In "The Dying and the Dead" #2 by Jonathan Hickman and Ryan Bodenheim, the Colonel is back in the saddle. Even more obviously than in the debut issue, Hickman's plotting follows the traditional shape of a quest, while the look and feel of the characters and the setting are a combination of a western crossed with the occult. This is the type of genre fusion that Hickman is adept at, since his series "East of West" also mixes up a Wild West attitude with a tech-imbued mythology. The furniture and window-dressings here are globe-spanning and supernatural, but the walk and talk are all Western.

The first issue established the epic scope and stakes, a MacGuffin called the Bah al'Sharur and the hero's cliched motivation. The second issue is completely taken up with collecting the supporting cast of the Colonel's posse before the quest begins in earnest. Predictably, retrieval takes persuasion of various kinds for each addition to the cast.

Doyle Beller, Everette Moss, Phineas Fairfax and Martin Shepard all make memorable entrances.
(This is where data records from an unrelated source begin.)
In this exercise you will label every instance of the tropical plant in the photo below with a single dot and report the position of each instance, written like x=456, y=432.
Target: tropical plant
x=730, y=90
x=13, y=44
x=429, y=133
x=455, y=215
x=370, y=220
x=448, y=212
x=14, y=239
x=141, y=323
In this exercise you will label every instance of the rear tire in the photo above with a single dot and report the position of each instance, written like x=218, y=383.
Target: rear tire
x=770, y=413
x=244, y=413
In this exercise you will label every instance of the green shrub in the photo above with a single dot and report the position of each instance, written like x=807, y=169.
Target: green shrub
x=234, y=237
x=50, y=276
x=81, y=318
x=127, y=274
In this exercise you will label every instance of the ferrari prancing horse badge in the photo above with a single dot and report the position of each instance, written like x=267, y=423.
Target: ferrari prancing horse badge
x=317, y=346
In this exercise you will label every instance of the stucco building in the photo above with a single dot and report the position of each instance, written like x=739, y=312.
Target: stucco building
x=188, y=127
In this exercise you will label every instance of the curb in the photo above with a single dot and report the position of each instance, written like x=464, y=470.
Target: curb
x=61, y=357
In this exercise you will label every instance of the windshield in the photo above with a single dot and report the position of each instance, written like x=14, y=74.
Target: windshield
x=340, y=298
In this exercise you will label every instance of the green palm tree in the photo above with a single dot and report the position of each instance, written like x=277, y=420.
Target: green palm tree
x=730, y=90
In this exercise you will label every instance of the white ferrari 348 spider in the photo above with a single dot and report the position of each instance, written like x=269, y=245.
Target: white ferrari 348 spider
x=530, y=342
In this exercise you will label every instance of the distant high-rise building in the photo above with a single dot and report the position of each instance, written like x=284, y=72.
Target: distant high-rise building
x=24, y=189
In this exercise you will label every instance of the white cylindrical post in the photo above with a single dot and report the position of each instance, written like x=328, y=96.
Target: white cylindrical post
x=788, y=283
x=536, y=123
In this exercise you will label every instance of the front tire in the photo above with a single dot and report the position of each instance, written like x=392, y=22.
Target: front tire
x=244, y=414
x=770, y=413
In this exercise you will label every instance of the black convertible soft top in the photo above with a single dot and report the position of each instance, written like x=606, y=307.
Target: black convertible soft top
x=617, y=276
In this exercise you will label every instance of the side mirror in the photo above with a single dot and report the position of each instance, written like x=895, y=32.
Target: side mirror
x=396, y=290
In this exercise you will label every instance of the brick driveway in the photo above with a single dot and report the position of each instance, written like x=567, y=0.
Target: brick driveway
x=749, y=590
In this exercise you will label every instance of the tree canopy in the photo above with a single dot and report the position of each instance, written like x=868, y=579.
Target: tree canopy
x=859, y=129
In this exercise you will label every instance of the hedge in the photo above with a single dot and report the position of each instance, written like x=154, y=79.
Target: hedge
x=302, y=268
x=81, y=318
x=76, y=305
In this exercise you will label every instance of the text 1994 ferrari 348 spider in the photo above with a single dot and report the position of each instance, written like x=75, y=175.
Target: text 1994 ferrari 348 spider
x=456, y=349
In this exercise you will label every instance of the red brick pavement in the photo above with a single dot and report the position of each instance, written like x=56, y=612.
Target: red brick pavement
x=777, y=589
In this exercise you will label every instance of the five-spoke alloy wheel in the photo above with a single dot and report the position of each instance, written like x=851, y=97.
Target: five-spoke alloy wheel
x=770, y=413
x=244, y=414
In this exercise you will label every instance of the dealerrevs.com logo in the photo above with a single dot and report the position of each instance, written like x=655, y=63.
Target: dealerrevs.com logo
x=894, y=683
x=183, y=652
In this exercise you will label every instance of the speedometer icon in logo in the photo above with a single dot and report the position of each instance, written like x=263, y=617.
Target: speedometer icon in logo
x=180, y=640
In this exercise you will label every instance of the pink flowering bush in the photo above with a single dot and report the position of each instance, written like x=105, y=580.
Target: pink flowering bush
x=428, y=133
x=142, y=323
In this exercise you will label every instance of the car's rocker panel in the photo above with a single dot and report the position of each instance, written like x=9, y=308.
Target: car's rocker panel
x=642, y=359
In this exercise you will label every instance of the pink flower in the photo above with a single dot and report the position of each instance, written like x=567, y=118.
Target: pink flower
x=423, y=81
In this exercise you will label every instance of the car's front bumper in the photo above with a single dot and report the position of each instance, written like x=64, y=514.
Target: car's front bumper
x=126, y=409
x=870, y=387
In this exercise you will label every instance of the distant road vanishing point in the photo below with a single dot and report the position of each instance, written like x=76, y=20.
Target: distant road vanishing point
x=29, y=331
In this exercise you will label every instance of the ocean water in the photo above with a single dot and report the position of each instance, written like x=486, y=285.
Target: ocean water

The team assembly follows the usual trajectory, including a prison breakout. The first few scenes introduce Doyle, and Hickman's characterization and storytelling technique are particularly fine here. He drops the reader in the middle of the action as an observer and lets Doyle's position as a tactful, well-liked leader become obvious through the conversations and action.

Hickman has chosen to make all the major human characters elderly men. This makes "The Dying and the Dead" different from most quest narratives, which tend to favor the young. In retirement home scenes, Hickman strives to take his characters' age seriously, showing that Doyle is subject to the same institutional loss of freedom and accumulated indignities as any other elderly resident. Right now, geriatric care and end-of-life discussions are a hot topic in the news, fiction and nonfiction, so it's nice to see these realistic touches, especially if Hickman can keep them coming.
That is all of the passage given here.